Digital Intelligence
5 min

Pull It Together: Integrated Measurement Solutions for Total Commerce

Sammy Rubin Vice President | Integrated Media

With data privacy changes, periods of economic uncertainty, and increasing media convergence, marketers have had a challenging few years. Teams are under increased pressure to produce tangible results and make the case to finance and the C-suite for every marketing dollar. Marketers need to achieve both short-term revenue objectives and longer-term goals of brand preference. 

Brands need to be able to prove that case with better measurement that doesn’t just track marketing KPIs, but how those efforts translate into total business impact. That’s easier said than done, especially for brands with sales goals across multiple points of distribution, including any combination of D2C, retail brick and mortar, third-party retail, and social commerce: what we call “total commerce” revenue goals. 

For brands with total commerce objectives, retail media has entered the chat in a big way. The rise of retail media and its ever-changing growth projections has more and more teams within organizations investing in media in some capacity–not just the marketing team. That’s led to gaps in overall marketing visibility across media types.

Organizational silos are a big driver in that lack of visibility, as different parts of media investment are fragmented into unique teams with unique objectives (think sales teams managing retail media programs or brand marketing teams focusing on driving sales at retail through local awareness-based media). When those teams aren’t communicating effectively, you’ve got a recipe for disconnected, inefficient measurement. 

With these silos, you can’t link media impact to overall outcomes. For example, how can you measure whether your D2C media is driving retail sales, if those are in two different parts of your company?
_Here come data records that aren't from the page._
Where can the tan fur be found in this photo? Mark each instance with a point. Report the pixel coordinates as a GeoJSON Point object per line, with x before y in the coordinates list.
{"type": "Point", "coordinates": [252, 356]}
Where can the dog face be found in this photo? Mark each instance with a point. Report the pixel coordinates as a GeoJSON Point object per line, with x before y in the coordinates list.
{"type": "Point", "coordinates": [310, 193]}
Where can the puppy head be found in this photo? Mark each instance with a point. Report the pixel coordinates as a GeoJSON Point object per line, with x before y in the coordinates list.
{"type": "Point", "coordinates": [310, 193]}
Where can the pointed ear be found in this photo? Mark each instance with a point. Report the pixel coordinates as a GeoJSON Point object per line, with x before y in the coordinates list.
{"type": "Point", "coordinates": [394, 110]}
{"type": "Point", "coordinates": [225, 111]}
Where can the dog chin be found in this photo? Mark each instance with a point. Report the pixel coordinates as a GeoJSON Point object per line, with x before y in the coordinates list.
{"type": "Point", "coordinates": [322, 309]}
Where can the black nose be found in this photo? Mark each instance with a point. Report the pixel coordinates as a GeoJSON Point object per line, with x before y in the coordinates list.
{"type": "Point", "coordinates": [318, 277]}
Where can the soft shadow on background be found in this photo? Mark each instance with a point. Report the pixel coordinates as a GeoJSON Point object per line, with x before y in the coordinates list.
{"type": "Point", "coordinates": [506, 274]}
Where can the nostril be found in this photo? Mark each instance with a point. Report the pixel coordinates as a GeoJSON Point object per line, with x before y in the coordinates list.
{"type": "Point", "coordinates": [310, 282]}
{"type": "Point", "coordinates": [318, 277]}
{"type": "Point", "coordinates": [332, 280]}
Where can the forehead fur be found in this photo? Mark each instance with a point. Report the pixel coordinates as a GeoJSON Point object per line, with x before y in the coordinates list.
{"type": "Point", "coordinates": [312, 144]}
When measured individually, each marketing program may look great (or not so much), but that doesn’t necessarily translate to the same results overall. This siloed view of media impact is incomplete and could lead to inaccurate decisions on media investment. 

So how can you get the data you need to prove your marketing’s value in the context of overall business performance? The solution is an integrated approach to measurement.

Integrated measurement frameworks can prevent missed opportunities for more performance, creative, and personnel resourcing.

Building integrated measurement solutions 

To make integrated measurement a reality, you first need to define the objectives you’re trying to solve. Sticking to traditional marketing KPIs may work for day-to-day marketing managers, but connecting those metrics to the bottom line is critical for executive-level investment and company performance conversations.

To get the data you need to fuel a truly holistic media strategy, you’ll need an integrated data strategy. This involves a unified tagging strategy across all media investment opportunities by channel, tactic, ad format, creative, and audience to get granular insights into how individual components of a media mix are performing. But the real unlock is when these data points are integrated into a unified media mix model (MMM) that can showcase brand marketing’s impact on the total business. 

Polaris Business Intelligence

With MMM, you can understand cross-channel lift across all your marketing efforts against different response variables, including D2C sales, retail sales, Amazon sales, or total commerce. You can use this data to scenario plan to different goals, and investment scenarios, as well as see points of diminishing returns. Integrating additional business drivers like distribution, trade, and promotions can help you see media impact relative to other factors in achieving sales goals. 

MMM can also be used to understand media impact on other objectives like brand awareness and preference. You can integrate macroeconomic factors to understand broader impact; for example, for CPG you might account for the consumer price index for certain categories or financial services interest rates to help you understand the impact of those forces on your business. Competitor media investments can also be incorporated broader context.

Traditional MMMs have their downsides–they can be expensive and slow, and they take years of data to set up. But there’s a solution to that problem: high-velocity MMMs (like Wpromote’s Polaris Growth Planner), which speed up the process by leveraging increased data availability and automation so measurement doesn’t rely on individual data. 

With a robust model in place, brands can start to make media optimization decisions that can impact individual commerce points or total commerce outcomes. For example, if CTV and YouTube both achieve individual commerce objectives (D2C or retail), but one of those tactics impacts both, you can gain efficiencies by consolidating your investment into the tactic that lifts all ships.

By breaking down siloes between channels and getting a birds-eye view of your results and your marketing overall, you can maximize the impact of your investment.

Integrated measurement should also be accompanied by always-on incrementality testing to continue to evolve the model assumptions as business, consumer, and media dynamics change. Incrementality testing helps you find your marketing’s true impact by canceling out some of the noise; it removes conversions that would have happened anyway so you can see incremental growth. An incrementality testing framework can help you validate your performance data and get a better picture of the true lift in crucial KPIs and results.